L'entretien : la cohérence est une condition d'entrée
Reste l'entretien, et c'est là que se joue l'essentiel. Un acheteur humain pardonne un prix qui ne colle pas entre votre page et votre flux, ou une politique de retour manquante ; un agent, non. La cohérence des données n'est pas une bonne pratique, c'est une condition d'entrée : la moindre incohérence vous écarte, et elle touche vos clients les plus importants, ceux qui avaient déjà décidé d'acheter.
Deux tâches permanentes en découlent : synchroniser le flux sur votre inventaire réel, et le faire valider, les canaux imposant leurs propres contrôles de conformité avant de vous laisser entrer.
Comment s'y mettre sans tout casser ? Par paliers, jamais d'un bloc : tous vos produits ne sont pas prêts pour l'achat agentique, et basculer le catalogue entier d'un coup est la mauvaise manœuvre. On hiérarchise : d'abord les champs critiques et de conformité, sans lesquels rien ne passe ; ensuite ceux qui nourrissent la croissance, en commençant par les références à plus fort volume.
Et il faut un responsable, parce que la vraie question, derrière la technique, est organisationnelle : qui détient ce flux, le synchronise, surveille sa fraîcheur ? La difficulté, Chris Green la pointe : ce flux traverse des équipes qui ne se parlent pas.
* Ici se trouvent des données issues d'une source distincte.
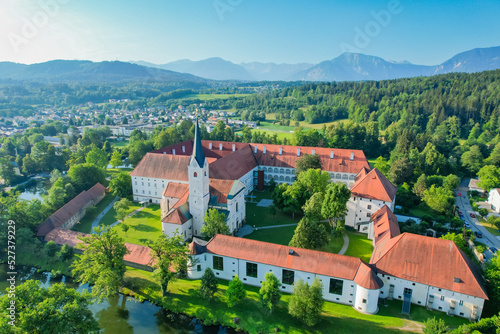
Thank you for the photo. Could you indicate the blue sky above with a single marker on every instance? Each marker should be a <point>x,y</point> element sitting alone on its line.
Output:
<point>160,31</point>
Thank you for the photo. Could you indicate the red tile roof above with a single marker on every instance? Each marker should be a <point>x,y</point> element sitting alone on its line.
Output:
<point>436,263</point>
<point>374,185</point>
<point>385,224</point>
<point>175,190</point>
<point>322,263</point>
<point>163,166</point>
<point>61,216</point>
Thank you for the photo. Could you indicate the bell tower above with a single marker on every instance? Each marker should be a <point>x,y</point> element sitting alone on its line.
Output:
<point>199,192</point>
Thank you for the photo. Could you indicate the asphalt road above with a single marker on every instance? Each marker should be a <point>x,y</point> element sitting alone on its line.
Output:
<point>464,206</point>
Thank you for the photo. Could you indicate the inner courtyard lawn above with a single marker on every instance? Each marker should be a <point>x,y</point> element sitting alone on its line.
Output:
<point>184,298</point>
<point>144,226</point>
<point>92,213</point>
<point>359,246</point>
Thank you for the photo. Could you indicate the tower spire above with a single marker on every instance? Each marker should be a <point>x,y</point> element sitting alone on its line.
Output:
<point>197,148</point>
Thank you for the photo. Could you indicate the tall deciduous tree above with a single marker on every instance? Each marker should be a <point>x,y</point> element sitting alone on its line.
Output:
<point>122,185</point>
<point>310,235</point>
<point>55,309</point>
<point>169,255</point>
<point>235,292</point>
<point>269,293</point>
<point>215,223</point>
<point>335,202</point>
<point>306,302</point>
<point>489,177</point>
<point>102,262</point>
<point>209,284</point>
<point>308,161</point>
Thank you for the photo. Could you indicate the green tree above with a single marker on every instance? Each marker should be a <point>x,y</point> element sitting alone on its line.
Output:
<point>102,262</point>
<point>56,309</point>
<point>306,302</point>
<point>435,326</point>
<point>308,161</point>
<point>215,223</point>
<point>97,157</point>
<point>489,177</point>
<point>335,203</point>
<point>310,235</point>
<point>51,248</point>
<point>439,199</point>
<point>451,182</point>
<point>209,284</point>
<point>169,255</point>
<point>116,159</point>
<point>121,207</point>
<point>235,292</point>
<point>269,292</point>
<point>122,185</point>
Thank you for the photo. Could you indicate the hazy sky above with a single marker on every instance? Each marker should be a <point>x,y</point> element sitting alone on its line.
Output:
<point>160,31</point>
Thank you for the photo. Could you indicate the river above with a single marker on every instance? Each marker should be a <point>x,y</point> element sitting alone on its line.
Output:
<point>122,314</point>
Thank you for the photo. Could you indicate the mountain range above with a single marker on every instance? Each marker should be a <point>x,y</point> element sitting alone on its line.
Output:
<point>346,67</point>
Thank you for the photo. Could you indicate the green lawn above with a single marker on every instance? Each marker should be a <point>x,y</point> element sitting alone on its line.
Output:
<point>110,217</point>
<point>144,226</point>
<point>278,235</point>
<point>333,246</point>
<point>112,172</point>
<point>184,298</point>
<point>359,246</point>
<point>259,216</point>
<point>92,213</point>
<point>490,227</point>
<point>119,143</point>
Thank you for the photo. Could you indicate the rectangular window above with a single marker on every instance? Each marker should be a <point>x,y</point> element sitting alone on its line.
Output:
<point>218,263</point>
<point>336,286</point>
<point>288,277</point>
<point>251,269</point>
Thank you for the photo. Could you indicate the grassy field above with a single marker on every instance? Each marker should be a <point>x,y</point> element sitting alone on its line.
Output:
<point>119,143</point>
<point>259,216</point>
<point>184,298</point>
<point>110,217</point>
<point>490,227</point>
<point>359,246</point>
<point>278,235</point>
<point>144,226</point>
<point>112,172</point>
<point>91,214</point>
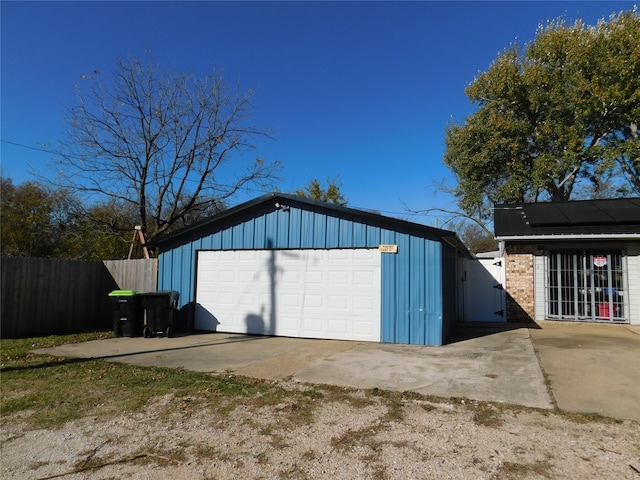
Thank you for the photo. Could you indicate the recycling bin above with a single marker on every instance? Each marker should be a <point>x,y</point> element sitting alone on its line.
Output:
<point>127,314</point>
<point>159,311</point>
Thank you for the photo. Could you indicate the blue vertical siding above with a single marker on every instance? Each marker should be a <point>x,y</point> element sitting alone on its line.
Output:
<point>412,279</point>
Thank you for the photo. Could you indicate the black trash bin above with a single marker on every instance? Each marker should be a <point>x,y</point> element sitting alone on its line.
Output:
<point>127,314</point>
<point>159,312</point>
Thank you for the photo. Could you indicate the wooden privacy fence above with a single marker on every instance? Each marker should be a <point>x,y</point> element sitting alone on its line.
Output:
<point>48,296</point>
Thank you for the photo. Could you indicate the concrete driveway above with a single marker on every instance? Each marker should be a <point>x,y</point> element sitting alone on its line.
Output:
<point>485,363</point>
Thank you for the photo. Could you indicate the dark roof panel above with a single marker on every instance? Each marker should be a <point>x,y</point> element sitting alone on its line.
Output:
<point>620,215</point>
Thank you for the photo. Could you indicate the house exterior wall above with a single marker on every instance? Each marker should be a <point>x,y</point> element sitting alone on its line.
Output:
<point>412,308</point>
<point>519,282</point>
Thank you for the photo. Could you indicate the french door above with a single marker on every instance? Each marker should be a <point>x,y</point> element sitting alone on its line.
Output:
<point>587,285</point>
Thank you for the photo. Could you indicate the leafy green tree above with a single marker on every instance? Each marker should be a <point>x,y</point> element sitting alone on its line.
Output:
<point>170,145</point>
<point>556,120</point>
<point>29,219</point>
<point>329,193</point>
<point>36,221</point>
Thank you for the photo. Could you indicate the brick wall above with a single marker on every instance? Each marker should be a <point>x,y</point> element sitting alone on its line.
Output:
<point>519,282</point>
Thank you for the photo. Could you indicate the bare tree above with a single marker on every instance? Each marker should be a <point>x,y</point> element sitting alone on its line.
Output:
<point>170,144</point>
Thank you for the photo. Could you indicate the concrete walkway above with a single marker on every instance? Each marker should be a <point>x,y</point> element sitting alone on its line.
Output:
<point>593,368</point>
<point>491,365</point>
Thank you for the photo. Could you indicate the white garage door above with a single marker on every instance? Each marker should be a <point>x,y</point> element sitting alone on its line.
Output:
<point>332,294</point>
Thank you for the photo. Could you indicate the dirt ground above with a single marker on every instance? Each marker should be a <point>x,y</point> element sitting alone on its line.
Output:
<point>360,435</point>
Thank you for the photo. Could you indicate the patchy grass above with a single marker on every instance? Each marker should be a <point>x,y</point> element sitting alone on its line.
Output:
<point>48,391</point>
<point>515,471</point>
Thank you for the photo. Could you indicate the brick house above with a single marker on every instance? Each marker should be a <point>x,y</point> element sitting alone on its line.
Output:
<point>571,261</point>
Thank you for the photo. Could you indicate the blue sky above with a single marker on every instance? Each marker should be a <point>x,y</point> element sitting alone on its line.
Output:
<point>363,90</point>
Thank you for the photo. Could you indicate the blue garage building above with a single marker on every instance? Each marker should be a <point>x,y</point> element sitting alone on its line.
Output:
<point>289,266</point>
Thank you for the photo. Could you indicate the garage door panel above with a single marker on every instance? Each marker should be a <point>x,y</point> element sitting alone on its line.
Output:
<point>313,293</point>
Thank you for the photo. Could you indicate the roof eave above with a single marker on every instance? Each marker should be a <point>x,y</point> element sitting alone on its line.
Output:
<point>575,236</point>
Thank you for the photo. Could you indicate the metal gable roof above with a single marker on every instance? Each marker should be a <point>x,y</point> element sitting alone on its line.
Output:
<point>272,200</point>
<point>585,217</point>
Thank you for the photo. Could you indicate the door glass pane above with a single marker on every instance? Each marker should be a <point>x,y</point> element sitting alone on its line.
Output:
<point>585,285</point>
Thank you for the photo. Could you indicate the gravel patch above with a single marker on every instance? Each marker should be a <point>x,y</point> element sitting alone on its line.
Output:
<point>359,435</point>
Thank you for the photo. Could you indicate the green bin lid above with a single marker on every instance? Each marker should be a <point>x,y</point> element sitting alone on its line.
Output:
<point>123,293</point>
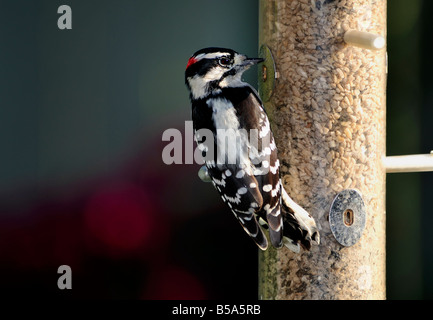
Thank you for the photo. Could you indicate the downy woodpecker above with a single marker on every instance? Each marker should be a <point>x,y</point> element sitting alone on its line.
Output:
<point>244,169</point>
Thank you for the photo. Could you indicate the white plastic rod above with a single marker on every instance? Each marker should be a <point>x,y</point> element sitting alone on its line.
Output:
<point>409,163</point>
<point>364,39</point>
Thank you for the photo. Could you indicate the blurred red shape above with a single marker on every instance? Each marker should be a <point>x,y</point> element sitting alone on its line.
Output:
<point>121,217</point>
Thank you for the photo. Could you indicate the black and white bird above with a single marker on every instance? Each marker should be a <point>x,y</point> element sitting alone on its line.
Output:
<point>244,170</point>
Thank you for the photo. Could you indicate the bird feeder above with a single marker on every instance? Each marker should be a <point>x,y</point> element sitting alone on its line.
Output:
<point>323,84</point>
- L'ingénierie tient les API.
- Le commerce tient les prix et les stocks.
- Le juridique tient les conditions de retour.
Personne n'en est propriétaire par défaut. Le métier qui émerge n'est pas un rédacteur de plus, c'est un ingénieur de la donnée produit : tenir le flux à jour devient une fonction à part entière.
Un déplacement de socle, pas (encore) une révolution
Reprenons de la hauteur. Le commerce agentique ne bouleverse pas les règles du commerce en ligne ; il en déplace le socle. Ce que l'agent lit, ce qu'il faut corriger, n'est plus la page que vous montriez à un visiteur, mais la donnée que vous exposez à une IA.
Les fondamentaux ne bougent pas pour autant : être trouvable, être exact, être corroboré. Ils s'expriment simplement ailleurs, désormais sur trois plans : la donnée de votre flux, le protocole par lequel l'agent transige, l'interface par laquelle il agira demain.
La posture raisonnable est donc de prendre du recul. L'usage concret du commerce agentique reste rare et limité à quelques catégories ; rien n'oblige à tout réorganiser autour de l'agent dès aujourd'hui. Mais le chantier qui vous y prépare (un flux propre, des identifiants stables, des données qui tiennent) est exactement celui qui sert déjà votre visibilité dans les moteurs de réponse. Vous ne pariez pas sur l'agent : vous faites le bon travail, qui se trouve être aussi celui que l'agent réclamera.
Reste un point qui distingue ce front de tous les autres : il se mesure. Être cité dans une réponse conversationnelle est insaisissable : la conversion existe, mais l'attribution vous échappe. Et l'agent aggrave ce flou en amont, la comparaison se jouant désormais avant votre site, hors de votre vue. Chris Green en tire un paradoxe qui déroute les tableaux de bord : une marque peut perdre en visibilité sans rien perdre en demande.
L'achat agentique, lui, laisse une trace. Comme le souligne Jason Barnard, chaque interaction de l'agent (consultation du catalogue, négociation, mandat, paiement) est un événement traçable ; chaque couche de protocole est aussi une couche de mesure. C'est le sujet que je creuse dans Visibilité IA : ce que les outils mesurent vraiment, et l'agentique y est, pour une fois, une bonne nouvelle.
Le socle se déplace ; le commerce, lui, ne change pas de nature. L'occasion, surtout, de vérifier que vos données sont solides.